The irqd process runs at a high priority, but a high-priority,
real-time process can still preempt it. While it is dispatching an
interrupt to its handler(s), irqd goes into a simulated interrupt
mode and cannot be preempted. It drops out of that mode between
interrupts, however, making scheduling possible. It is also possible for
an interrupt handler to enable preemption at a given point with a call to
cond_resched_hardirq() (or one of its variants). Without such a
call, hardware interrupt handlers will not be put to sleep.

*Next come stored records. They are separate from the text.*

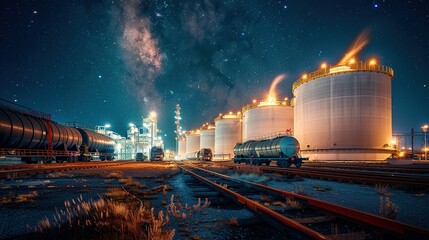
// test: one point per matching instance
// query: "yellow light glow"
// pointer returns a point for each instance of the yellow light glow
(153, 114)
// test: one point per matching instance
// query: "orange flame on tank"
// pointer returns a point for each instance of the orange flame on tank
(272, 96)
(360, 42)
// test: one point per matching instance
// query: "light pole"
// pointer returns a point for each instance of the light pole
(153, 119)
(105, 128)
(425, 130)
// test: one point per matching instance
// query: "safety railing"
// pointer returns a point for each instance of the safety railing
(330, 70)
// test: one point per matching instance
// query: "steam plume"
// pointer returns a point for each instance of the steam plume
(272, 93)
(360, 42)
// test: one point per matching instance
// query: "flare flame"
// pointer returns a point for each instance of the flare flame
(360, 42)
(272, 96)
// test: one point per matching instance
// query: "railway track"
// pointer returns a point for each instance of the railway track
(372, 167)
(350, 174)
(33, 169)
(305, 218)
(371, 177)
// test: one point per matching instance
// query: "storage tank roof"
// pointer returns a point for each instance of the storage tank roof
(263, 103)
(229, 115)
(207, 126)
(369, 66)
(193, 132)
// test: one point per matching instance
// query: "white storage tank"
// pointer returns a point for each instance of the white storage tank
(207, 136)
(182, 148)
(227, 135)
(192, 141)
(344, 112)
(267, 119)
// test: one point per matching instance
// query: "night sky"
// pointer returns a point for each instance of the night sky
(101, 62)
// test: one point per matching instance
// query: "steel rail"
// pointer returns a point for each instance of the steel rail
(370, 168)
(43, 170)
(271, 216)
(390, 227)
(353, 176)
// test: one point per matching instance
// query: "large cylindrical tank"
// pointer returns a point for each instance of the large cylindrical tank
(192, 141)
(345, 112)
(207, 137)
(282, 146)
(270, 148)
(267, 119)
(97, 142)
(24, 131)
(227, 135)
(182, 148)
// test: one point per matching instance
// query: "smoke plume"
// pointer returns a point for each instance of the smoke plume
(141, 53)
(360, 42)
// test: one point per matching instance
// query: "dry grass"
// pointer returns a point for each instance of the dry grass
(20, 198)
(387, 208)
(129, 182)
(115, 174)
(382, 189)
(177, 210)
(232, 222)
(58, 175)
(115, 194)
(336, 235)
(293, 204)
(105, 219)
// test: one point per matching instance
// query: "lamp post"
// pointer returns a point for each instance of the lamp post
(105, 128)
(153, 120)
(425, 130)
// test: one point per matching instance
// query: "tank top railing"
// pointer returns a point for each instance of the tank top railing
(359, 66)
(270, 136)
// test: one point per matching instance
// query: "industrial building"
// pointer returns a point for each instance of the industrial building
(344, 112)
(192, 141)
(227, 134)
(207, 136)
(268, 118)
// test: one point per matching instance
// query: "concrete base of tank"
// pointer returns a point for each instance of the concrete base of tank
(345, 155)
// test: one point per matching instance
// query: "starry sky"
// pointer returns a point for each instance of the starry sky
(100, 61)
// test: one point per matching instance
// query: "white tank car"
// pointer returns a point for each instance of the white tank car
(227, 135)
(344, 112)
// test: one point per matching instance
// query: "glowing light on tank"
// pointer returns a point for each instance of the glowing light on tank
(360, 42)
(272, 93)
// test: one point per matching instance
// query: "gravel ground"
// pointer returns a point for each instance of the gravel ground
(413, 207)
(210, 223)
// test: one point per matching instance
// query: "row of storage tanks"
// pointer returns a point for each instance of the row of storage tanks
(341, 112)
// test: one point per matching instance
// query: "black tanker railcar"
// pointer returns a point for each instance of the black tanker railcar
(36, 139)
(282, 150)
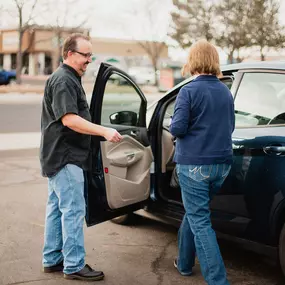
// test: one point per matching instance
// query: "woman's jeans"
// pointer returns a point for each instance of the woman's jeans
(198, 184)
(65, 212)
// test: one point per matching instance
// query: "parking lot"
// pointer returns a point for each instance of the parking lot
(141, 254)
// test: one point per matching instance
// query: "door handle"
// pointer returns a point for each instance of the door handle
(278, 150)
(134, 133)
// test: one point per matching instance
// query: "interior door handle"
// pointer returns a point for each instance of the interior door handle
(274, 149)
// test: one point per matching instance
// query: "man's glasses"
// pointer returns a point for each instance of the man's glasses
(86, 55)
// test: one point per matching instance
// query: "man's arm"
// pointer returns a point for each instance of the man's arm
(80, 125)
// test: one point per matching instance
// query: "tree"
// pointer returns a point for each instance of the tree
(233, 24)
(192, 20)
(266, 31)
(23, 25)
(151, 24)
(68, 18)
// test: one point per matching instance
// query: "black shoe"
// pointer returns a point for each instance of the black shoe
(86, 274)
(55, 268)
(182, 273)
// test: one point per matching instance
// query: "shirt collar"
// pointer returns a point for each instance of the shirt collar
(71, 69)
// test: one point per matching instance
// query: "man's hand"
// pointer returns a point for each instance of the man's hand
(112, 135)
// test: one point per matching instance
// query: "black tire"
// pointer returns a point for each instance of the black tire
(128, 219)
(282, 249)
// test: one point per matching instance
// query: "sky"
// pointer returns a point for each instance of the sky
(127, 19)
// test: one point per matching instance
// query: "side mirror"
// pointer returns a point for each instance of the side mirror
(127, 118)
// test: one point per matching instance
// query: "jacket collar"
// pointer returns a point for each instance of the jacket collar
(206, 78)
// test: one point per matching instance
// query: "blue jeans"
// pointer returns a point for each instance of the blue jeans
(65, 212)
(198, 183)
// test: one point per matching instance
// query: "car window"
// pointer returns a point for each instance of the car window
(260, 100)
(121, 102)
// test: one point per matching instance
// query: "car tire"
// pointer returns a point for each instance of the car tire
(128, 219)
(282, 249)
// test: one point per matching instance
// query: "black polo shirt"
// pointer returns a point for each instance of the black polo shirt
(60, 145)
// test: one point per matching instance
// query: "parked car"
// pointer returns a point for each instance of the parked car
(135, 173)
(7, 76)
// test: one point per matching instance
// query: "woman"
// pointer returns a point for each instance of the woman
(203, 123)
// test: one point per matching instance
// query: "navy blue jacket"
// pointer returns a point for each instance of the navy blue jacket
(203, 122)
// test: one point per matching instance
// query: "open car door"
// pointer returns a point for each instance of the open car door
(119, 179)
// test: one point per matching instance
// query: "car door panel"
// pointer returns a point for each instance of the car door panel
(119, 179)
(127, 179)
(244, 204)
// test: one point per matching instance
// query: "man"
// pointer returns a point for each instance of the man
(64, 153)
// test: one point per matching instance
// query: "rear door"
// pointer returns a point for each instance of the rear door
(119, 179)
(246, 199)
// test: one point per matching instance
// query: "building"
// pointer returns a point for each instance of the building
(41, 47)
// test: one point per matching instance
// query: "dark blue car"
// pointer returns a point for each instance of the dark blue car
(7, 76)
(136, 173)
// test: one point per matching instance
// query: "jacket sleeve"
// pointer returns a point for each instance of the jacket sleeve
(180, 120)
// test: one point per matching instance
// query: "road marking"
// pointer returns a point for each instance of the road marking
(15, 141)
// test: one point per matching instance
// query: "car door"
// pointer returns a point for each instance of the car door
(244, 205)
(119, 179)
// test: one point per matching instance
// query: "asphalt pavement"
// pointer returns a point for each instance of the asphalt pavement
(138, 254)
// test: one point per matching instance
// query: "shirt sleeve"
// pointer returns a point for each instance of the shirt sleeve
(64, 100)
(180, 120)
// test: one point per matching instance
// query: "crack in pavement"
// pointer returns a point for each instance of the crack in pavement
(32, 281)
(156, 263)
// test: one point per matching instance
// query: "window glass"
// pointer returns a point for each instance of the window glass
(260, 100)
(121, 102)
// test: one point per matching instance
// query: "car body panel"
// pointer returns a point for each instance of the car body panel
(250, 205)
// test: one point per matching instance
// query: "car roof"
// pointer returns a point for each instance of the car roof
(279, 65)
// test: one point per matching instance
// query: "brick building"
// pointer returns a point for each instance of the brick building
(42, 49)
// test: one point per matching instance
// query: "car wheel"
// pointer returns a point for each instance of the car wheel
(128, 219)
(12, 81)
(282, 249)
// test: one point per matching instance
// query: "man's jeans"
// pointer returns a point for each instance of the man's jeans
(198, 183)
(65, 214)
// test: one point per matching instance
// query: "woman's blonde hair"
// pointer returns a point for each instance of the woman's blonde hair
(203, 58)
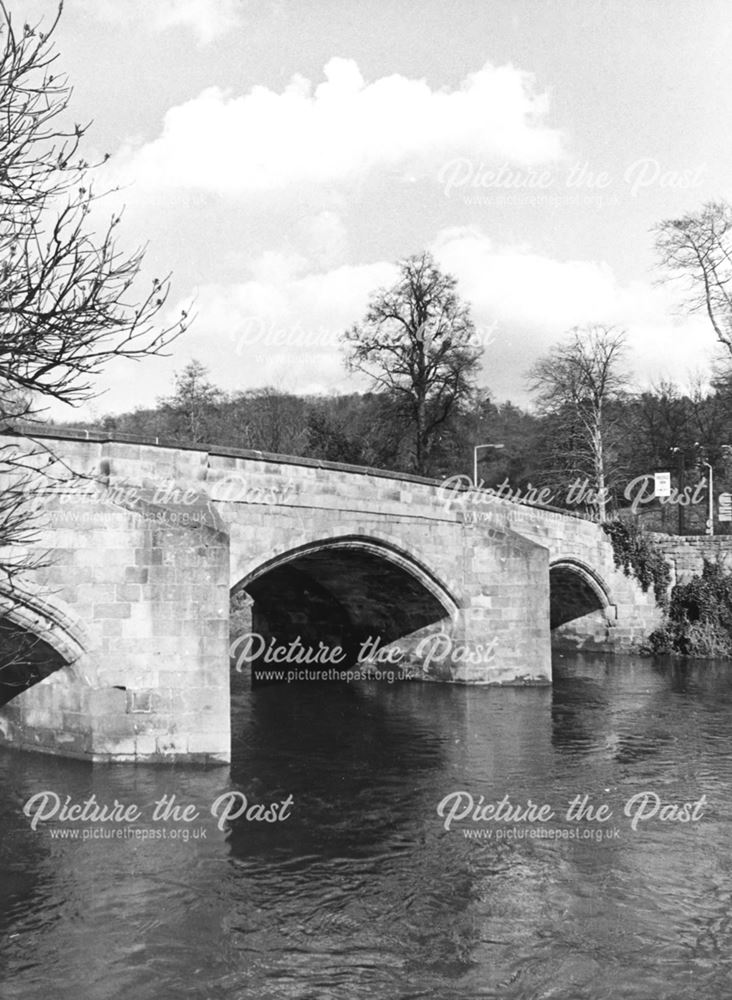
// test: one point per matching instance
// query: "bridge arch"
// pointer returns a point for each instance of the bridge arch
(576, 590)
(37, 638)
(342, 591)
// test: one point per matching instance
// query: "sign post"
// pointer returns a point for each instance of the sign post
(662, 484)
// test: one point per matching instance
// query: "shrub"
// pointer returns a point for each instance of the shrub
(636, 555)
(699, 617)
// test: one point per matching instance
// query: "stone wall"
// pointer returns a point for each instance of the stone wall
(685, 554)
(146, 576)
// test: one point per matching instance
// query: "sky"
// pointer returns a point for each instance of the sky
(280, 158)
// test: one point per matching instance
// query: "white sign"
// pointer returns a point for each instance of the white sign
(725, 506)
(662, 484)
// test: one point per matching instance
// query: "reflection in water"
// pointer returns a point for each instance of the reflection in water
(362, 892)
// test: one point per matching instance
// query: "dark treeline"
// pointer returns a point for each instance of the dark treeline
(662, 429)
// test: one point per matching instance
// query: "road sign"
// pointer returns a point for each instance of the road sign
(662, 484)
(725, 506)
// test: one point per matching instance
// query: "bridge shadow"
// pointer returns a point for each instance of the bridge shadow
(324, 606)
(25, 659)
(579, 607)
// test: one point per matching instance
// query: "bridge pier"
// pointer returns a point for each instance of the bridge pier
(151, 682)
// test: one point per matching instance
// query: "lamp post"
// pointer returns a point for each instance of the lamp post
(710, 522)
(681, 473)
(476, 449)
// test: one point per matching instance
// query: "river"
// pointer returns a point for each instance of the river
(358, 890)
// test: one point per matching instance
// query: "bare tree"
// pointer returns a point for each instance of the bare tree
(576, 385)
(193, 404)
(697, 250)
(418, 343)
(70, 300)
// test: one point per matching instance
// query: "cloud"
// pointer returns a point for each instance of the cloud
(281, 325)
(208, 19)
(341, 130)
(529, 301)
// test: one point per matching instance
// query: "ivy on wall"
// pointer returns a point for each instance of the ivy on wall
(699, 617)
(637, 556)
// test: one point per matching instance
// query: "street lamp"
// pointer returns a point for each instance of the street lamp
(476, 449)
(710, 523)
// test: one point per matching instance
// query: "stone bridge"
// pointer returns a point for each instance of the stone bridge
(146, 548)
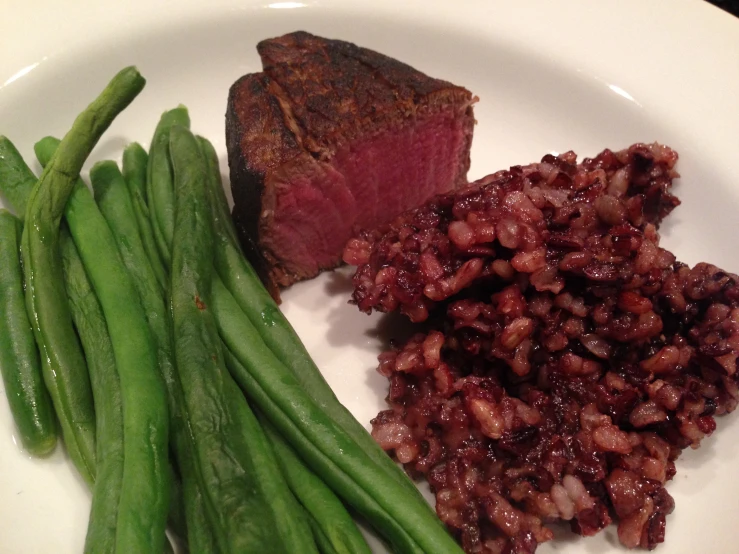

There are no such calls in drivers in Ingo's current patch - at least, not
directly. Ingo has also added a new version of
end_that_request_first() (the function used to indicate partial
completion of a block I/O request) which allows preemption. The IDE
completion handler calls the new version, which makes it preemptable - even
though it is an interrupt handler.
Ingo claims some very good results from this work. The software latencies
are now all very small. It would be interesting to see whether the
redirecting of hardware interrupts has any effect on interrupt response
latency, however. It remains to be seen whether a change of this magnitude
will be accepted - especially since (involuntary) kernel preemption is
supposed to be the real solution to latency problems. Building trust in
involuntary preemption is an ongoing process, while the voluntary approach
appears to have solved the problem now. In the end, that is likely to
count for something.
(Coincidentally, Scott Wood has posted a
different patch moving interrupt handlers into process context. His
patch creates a separate thread for each interrupt, which allows the
priority of each interrupt handler to be set independently. There is also
an SA_NOTHREAD flag to request_irq() which allows a driver
to request the old, IRQ-context mode. Ingo has said that he is likely to
adopt the multi-thread approach for his patch as well).
Comments (none posted)
As Linux desktop implementations become more sophisticated, they
increasingly need to know about what is going on in the kernel. The
desktop code would like to be able to respond properly to events like
"disc inserted," "disk full," "processor overheating," "printer on fire,"
and so on. So far, much of this functionality has been implemented by
polling devices and
/proc files and looking for changes. That
solution is, to say the least, inelegant.
As a way of improving things, Robert Love has posted a patch (since updated) adding a kernel event notification.
This patch, initially by Arjan van de Ven, uses the netlink mechanism to
broadcast events out to interested user-space processes. The intent is for
the events to be further redistributed using D-BUS, but other uses are possible.
Within the kernel, events are created with a call to
send_kevent():
int send_kevent(enum kevent type,
const char *object,
const char *signal,
const char *fmt, ...);
The type argument gives the broad class of the event; current
options are KEVENT_GENERAL, KEVENT_STORAGE,
KEVENT_POWER, KEVENT_FS, and KEVENT_HOTPLUG.
The object is a unique string giving the source of the event; it
is derived from the location of the source file in the kernel tree. The
signal says what is actually happening, and the rest of the
arguments are a printk()-style format string and arguments giving
further information. The patch only adds one set of calls, for noting CPU
temperature transitions; they look like:
send_kevent(KEVENT_GENERAL,
"/org/kernel/arch/kernel/cpu/temperature", "high",
"Cpu: %d\n", cpu);
The patch as a whole is not particularly controversial, but there are some
concerns about the "object" namespace. Some developers would like to see
the mechanism more closely tied into the device model, so that the object
as represented here is related to an object in the sysfs hierarchy. Some
have asked whether this mechanism should replace the current hotplug
interface; that is not the intent, however. There has also been a call for
some wrappers to ensure that, for example, device drivers all generate the
same sort of event for the same kind of situation.
This is all detail work; chances are that the event code will find its way
into the mainline in some form. Then there is the little issue of making
the desktop actually respond to these events in a useful way. But that, of
course, is just a user-space problem.